Other vasopressors each have a slightly different profile. Epinephrine hits both blood vessel and heart receptors powerfully, making it useful in cardiac arrest and severe allergic reactions. Phenylephrine almost exclusively tightens blood vessels without speeding up the heart, which makes it a good option when a faster heart rate would be harmful. Vasopressin works through an entirely different receptor system, not the adrenergic receptors at all, and is often added as a second agent when norepinephrine alone isn’t enough. Dopamine, once commonly used, has fallen out of favor as a first choice for most types of shock because it tends to cause more heart rhythm problems.
How Vasopressors Are Given
Vasopressors are delivered as a continuous drip through an IV pump, not as a one-time injection. The dose is constantly adjusted, or “titrated,” based on real-time blood pressure readings. Nurses check the infusion site and catheter function at least every hour.

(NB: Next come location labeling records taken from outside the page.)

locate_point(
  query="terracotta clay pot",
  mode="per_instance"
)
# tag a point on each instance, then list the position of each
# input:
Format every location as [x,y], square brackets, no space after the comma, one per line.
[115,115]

Traditionally, these drugs have been given through a central venous catheter, a large IV line threaded into a major vein near the heart. Central lines allow high concentrations of the drug to mix quickly with a large volume of blood, reducing the risk of damage to smaller veins. However, placing a central line takes time and specialized skill. Recent evidence shows that short-term, low-dose vasopressor infusion through a standard peripheral IV in the arm can be safe when protocols are followed. Guidelines now support starting vasopressors through a peripheral IV rather than delaying treatment while waiting for a central line, with the recommendation to limit peripheral infusion to 24 hours or less and to use only one vasopressor per line.
Risks and Side Effects
The same vessel-tightening effect that saves a life can cause harm if it goes too far or affects the wrong areas. Because vasopressors constrict blood vessels throughout the body, they can reduce blood flow to the fingers, toes, kidneys, and gut. Prolonged use at high doses can, in rare cases, lead to tissue damage in the extremities.

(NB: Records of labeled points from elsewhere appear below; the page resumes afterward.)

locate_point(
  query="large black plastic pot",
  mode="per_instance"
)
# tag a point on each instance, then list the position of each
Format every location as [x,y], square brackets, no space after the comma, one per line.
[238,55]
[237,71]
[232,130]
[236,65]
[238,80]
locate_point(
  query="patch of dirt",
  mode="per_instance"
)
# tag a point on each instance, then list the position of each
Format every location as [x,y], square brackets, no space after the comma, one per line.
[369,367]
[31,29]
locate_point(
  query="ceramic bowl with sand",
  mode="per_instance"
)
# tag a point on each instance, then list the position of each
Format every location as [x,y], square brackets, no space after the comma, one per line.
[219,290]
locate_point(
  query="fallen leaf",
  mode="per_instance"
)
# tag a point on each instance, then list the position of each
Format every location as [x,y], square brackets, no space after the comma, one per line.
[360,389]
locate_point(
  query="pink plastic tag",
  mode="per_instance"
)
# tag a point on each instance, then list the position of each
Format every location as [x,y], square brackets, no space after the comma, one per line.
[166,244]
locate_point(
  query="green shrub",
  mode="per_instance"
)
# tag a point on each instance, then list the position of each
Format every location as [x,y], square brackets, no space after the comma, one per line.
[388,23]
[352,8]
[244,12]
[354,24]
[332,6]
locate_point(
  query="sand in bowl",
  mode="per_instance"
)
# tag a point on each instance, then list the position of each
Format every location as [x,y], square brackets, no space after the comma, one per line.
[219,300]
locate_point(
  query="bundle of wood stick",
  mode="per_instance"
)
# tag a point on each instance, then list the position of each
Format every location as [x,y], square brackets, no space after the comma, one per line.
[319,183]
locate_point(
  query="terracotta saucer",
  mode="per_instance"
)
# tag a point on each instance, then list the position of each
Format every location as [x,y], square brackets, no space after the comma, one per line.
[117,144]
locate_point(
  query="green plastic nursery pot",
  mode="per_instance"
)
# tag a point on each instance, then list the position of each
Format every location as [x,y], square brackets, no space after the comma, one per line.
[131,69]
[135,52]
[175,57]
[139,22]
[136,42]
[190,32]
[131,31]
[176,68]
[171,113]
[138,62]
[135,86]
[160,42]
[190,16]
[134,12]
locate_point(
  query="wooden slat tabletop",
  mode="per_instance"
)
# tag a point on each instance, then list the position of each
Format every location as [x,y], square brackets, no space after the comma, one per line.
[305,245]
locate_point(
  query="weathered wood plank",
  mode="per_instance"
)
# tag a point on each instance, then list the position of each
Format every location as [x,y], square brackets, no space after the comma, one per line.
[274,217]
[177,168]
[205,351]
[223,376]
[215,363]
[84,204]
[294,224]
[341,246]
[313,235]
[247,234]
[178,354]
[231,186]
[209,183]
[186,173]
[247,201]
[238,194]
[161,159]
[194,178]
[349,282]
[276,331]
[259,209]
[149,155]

Agents that stimulate the heart can cause a rapid or irregular heartbeat. Blood pressure can also overshoot the target, placing extra strain on the heart and blood vessels. This is why continuous monitoring, often with an arterial line that reads blood pressure beat by beat, is standard during vasopressor therapy.
One specific complication is extravasation, where the drug leaks out of the vein and into the surrounding tissue. Because the drug constricts local blood vessels, the affected area becomes cold, hard, and pale. If caught quickly, an antidote can be injected into the skin around the leak site to reverse the constriction. The treatment works best within the first 12 hours, and the blanching typically reverses immediately once the antidote takes effect. This is one of the main reasons nurses monitor IV sites so frequently during vasopressor infusions.
What It’s Like for the Patient
If you or a loved one is on vasopressors, it means the medical team is managing a serious, life-threatening drop in blood pressure. The patient will be in an ICU with constant monitoring: heart rhythm on a screen, blood pressure tracked continuously, and a nurse nearby adjusting the drip. The goal is to keep MAP at or above 65 mmHg, though the target may be individualized. Different organs and different people can have different optimal pressures, so ICU teams sometimes adjust the target based on signs of adequate organ function, like urine output and mental alertness.
Vasopressors are not a long-term medication. They are a bridge, keeping blood pressure high enough to protect organs while the underlying cause of shock is treated, whether that’s antibiotics for sepsis, surgery to stop bleeding, or interventions to support a failing heart. As the underlying problem improves, the vasopressor dose is gradually reduced and eventually stopped.